Dr. Marks: When I teach the communications course, I tell the story of a woman who came to see me complaining of back pain after shoveling 18 inches of snow. In the old days, I would have thought, "Great, this is going to be a 30-second visit. It's a lumbar sprain. Anti-inflammatory medication, some ice, physical therapy and we're done."

But instead I asked, "What do you think is going on?" She said, "I think I've got cancer on my back." I said, "Why do you think you've got cancer on your back?" She answered, "My neighbor started having back pain after shoveling snow last winter and it took 6 months for doctors to find out that she had metastatic breast cancer. She died 3 months after the diagnosis." It's important to make sure people can express their concerns.

Dr. Reznik: Did you order a radiograph on that patient?

Dr. Marks: I asked her what she thought she needed to have done and she said, "Nobody ever took an X-ray."

Dr. Ring: This gets back to appropriateness a bit. In that situation, the risk/benefit of a radiograph is pretty good, whereas an MRI might do more harm than good.

Dr. Jimenez: Before ordering a test, we need to consider what we'll do with the results. Another consideration might be cost. If you had to pay $1,000 for this test, would you have it done?

Dr. Ring: One response might be as simple as, "In this situation, that test is misleading as often as it is helpful."

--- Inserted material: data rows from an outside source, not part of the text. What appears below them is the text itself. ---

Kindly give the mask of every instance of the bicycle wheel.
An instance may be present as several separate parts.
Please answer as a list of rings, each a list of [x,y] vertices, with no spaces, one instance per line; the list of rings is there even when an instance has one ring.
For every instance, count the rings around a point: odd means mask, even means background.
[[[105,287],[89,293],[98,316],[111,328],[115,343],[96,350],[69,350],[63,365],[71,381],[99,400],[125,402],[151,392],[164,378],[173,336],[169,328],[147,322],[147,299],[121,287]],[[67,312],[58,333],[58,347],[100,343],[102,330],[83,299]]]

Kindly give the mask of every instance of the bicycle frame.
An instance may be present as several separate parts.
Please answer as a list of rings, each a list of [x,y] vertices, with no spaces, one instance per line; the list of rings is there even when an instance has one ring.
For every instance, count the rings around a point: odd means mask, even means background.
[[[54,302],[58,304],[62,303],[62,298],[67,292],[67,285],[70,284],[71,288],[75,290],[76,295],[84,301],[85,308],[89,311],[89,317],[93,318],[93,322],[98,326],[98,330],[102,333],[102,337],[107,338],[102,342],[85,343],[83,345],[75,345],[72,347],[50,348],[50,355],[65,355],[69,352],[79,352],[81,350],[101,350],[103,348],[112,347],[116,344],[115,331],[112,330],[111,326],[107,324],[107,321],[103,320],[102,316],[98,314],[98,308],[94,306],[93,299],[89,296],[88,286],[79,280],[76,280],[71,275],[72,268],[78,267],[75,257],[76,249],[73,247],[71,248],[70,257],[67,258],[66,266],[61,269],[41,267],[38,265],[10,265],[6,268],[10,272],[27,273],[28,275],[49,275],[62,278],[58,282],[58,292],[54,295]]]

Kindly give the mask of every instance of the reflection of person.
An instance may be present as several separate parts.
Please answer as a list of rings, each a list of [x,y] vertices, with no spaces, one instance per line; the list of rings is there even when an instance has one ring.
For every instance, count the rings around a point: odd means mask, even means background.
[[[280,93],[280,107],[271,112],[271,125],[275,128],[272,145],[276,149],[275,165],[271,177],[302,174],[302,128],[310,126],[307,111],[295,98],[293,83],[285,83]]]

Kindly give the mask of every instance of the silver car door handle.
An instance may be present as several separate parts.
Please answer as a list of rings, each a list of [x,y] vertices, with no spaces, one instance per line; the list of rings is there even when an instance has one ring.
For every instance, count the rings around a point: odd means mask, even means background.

Dr. Reznik: I sometimes say to patients, "I don't know if this is a good idea or not. I don't want you to have an operation you don't need. Because your symptoms might go away in 6 weeks, it might be better to wait." For many relatively benign complaints, observation and repeat examination in a reasonable time frame are frequently the best treatment.

Dr. Ring: I'd like to see us having these types of conversations day-to-day. An argument can be made that the nontechnical aspects of what we do for our patients are just as important as our technical skills.

Editor's Note: This is the second of a two-part roundtable among members of the AAOS Patient Safety Committee on identifying and addressing patient preferences. The first article, "Addressing Patient Preferences Appropriately," was published in the August issue.